Nachdem wir im ersten Teil dieser Reihe von Beiträgen zum Thema Venture Capital einen ersten groben Überblick über die Venture Capital Finanzierung und den Prozess der Beteiligung eines Investors gegeben und in dem zweiten Teil die Beteiligten und ihre Interessen beleuchtet haben, stellen wir in diesem dritten Teil die wesentlichen Maßnahmen und Dokumente im Vorfeld der Verhandlung des eigentlichen Venture Capital Vertragswerks vor.
Obgleich die für das Fundraising benötigten Unterlagen von Investor zu Investor verschieden sein können, gibt es jedenfalls zwei Dokumente, welche die Gründer parat haben sollten, bevor sie sich auf die Suche nach einem Investor machen: eine Kurzzusammenfassung und eine Präsentation.
Eine kurze schriftliche Zusammenfassung über maximal drei DIN A4 Seiten soll dem potentiellen Investor einen schnellen ersten Eindruck der Geschäftsidee, des Produkts bzw. der Dienstleistung und des Management-Teams geben. Insbesondere muss auch deutlich werden, welches Problem gelöst werden soll und warum die Lösung dieses Problems wichtig ist und nachgefragt werden wird oder bestenfalls bereits nachgefragt wird.
Ist das Interesse des Investors geweckt, wird das Gründerteam häufig um eine persönliche Präsentation oder um die Übermittlung einer Präsentation per E-Mail gebeten. Diese Präsentation sollte in visualisierter Form den Inhalt der Zusammenfassung wiedergeben und um weitere wichtige Aspekte wie beispielsweise eine Industrie-, Markt- bzw. Wettbewerbsanalyse, die bis zur Realisierung umzusetzenden Schritte, den Zeitplan und die Finanzplanung ergänzt werden.
Eine gute Zusammenfassung und eine gute Präsentation geben dem potentiellen Investor ebenso wie eine gut vorbereitete Due Diligence (dazu nachstehend) einen sehr guten ersten Eindruck des Management-Teams. Dieser sehr gute erste Eindruck hat sicherlich positive Auswirkungen auf die Gespräche mit dem Investor. Denn wie im ersten Teil dieser Venture Capital Reihe bereits ausgeführt, spricht man – vergleichbar mit den drei „L“ (Lage, Lage, Lage) bei Immobilientransaktionen – bei Venture Capital Transaktionen von den drei „M“ (Management, Management, Management).
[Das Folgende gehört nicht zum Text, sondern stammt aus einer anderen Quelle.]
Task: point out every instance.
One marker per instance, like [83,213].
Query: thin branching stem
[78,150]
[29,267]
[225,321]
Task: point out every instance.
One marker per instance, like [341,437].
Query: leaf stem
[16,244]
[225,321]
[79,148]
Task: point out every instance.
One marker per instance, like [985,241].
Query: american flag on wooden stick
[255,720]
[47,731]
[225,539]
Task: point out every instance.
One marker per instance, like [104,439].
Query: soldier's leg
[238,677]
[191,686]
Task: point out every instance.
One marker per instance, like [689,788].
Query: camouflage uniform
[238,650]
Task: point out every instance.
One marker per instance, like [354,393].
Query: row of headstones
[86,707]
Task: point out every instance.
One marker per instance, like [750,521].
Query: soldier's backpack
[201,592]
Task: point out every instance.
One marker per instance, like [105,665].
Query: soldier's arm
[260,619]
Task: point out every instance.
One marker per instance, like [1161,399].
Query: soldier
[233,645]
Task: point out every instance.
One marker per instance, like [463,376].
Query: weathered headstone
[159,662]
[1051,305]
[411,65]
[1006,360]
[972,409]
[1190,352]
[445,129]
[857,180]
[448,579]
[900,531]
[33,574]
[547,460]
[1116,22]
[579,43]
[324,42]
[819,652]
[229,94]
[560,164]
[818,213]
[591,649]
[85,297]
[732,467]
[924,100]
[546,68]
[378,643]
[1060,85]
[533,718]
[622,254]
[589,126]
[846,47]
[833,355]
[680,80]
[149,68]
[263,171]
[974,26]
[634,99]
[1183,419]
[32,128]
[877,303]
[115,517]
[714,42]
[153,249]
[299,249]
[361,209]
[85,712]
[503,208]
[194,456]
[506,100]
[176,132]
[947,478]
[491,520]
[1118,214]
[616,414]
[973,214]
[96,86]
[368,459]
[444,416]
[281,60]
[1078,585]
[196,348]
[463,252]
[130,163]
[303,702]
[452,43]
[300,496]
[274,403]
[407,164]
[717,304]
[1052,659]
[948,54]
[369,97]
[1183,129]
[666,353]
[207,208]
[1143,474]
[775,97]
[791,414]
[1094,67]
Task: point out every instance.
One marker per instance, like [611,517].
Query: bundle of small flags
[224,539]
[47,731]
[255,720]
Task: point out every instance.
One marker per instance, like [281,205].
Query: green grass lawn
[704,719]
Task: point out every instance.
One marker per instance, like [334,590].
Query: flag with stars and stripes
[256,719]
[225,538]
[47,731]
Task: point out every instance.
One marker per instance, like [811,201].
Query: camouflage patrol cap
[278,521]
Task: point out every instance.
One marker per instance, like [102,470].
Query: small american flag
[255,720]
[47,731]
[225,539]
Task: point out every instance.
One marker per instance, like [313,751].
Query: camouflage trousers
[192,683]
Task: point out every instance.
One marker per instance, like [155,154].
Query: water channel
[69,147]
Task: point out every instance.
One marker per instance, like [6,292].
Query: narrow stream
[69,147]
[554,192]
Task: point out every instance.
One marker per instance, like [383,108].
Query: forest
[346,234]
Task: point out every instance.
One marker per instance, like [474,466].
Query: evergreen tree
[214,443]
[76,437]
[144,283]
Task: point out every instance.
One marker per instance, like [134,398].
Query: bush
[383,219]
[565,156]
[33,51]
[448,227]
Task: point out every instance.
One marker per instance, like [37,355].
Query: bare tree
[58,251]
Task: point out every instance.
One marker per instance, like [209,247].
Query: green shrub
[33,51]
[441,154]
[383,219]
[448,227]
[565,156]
Der guten Ordnung halber sei darauf hingewiesen, dass das Erstellen und Versenden einer Kurzzusammenfassung und einer Präsentation zur Vermeidung von Haftungsrisiken mit rechtlicher Beratung erfolgen sollte. Insbesondere können ohne entsprechend einschränkende rechtliche Formulierungen Gewährleistungsansprüche des Investors und ohne rechtliche Begleitung bei der Versendung Prospekthaftungsansprüche nicht ausgeschlossen werden.
Sind die ersten Gespräche zwischen Investor und den Gründern gut verlaufen und ist der Investor grundsätzlich an einer Beteiligung an dem zu finanzierenden Unternehmen interessiert, wird sich der Investor ein genaueres Bild von dem Unternehmen machen wollen. In diesem Stadium kommt es häufig zu dem Abschluss einer Vertraulichkeitsvereinbarung.
Die Vertraulichkeitsvereinbarung, die auch als Non-Disclosure-Agreement (NDA) bezeichnet wird, ist rechtlich verbindlich und verpflichtet die Vertragspartner zum vertraulichen Umgang mit offengelegten Informationen. Insbesondere dürfen die offengelegten Informationen auch nach Scheitern der Verhandlungen nicht für Wettbewerbszwecke verwandt werden. Zusätzlich ist daher regelmäßig die Verpflichtung der Vertragsparteien enthalten, die offengelegten Informationen zurück zu geben bzw. zu vernichten, sofern die Beteiligung des Investors nicht mehr weiterverfolgt wird.
Trotz des Abschlusses einer Vertraulichkeitsvereinbarung muss den Vertragspartnern bewusst sein, dass Ansprüche aus einer Vertraulichkeitsvereinbarung häufig nicht oder nur schwer durchgesetzt werden können, weil dem vermeintlich gegen die Vertraulichkeitsvereinbarung Verstoßenden ein Verstoß nicht nachgewiesen werden kann oder es dem vermeintlich Geschädigten nicht gelingt, seinen aufgrund des Verstoßes erlittenen Schaden zu beweisen.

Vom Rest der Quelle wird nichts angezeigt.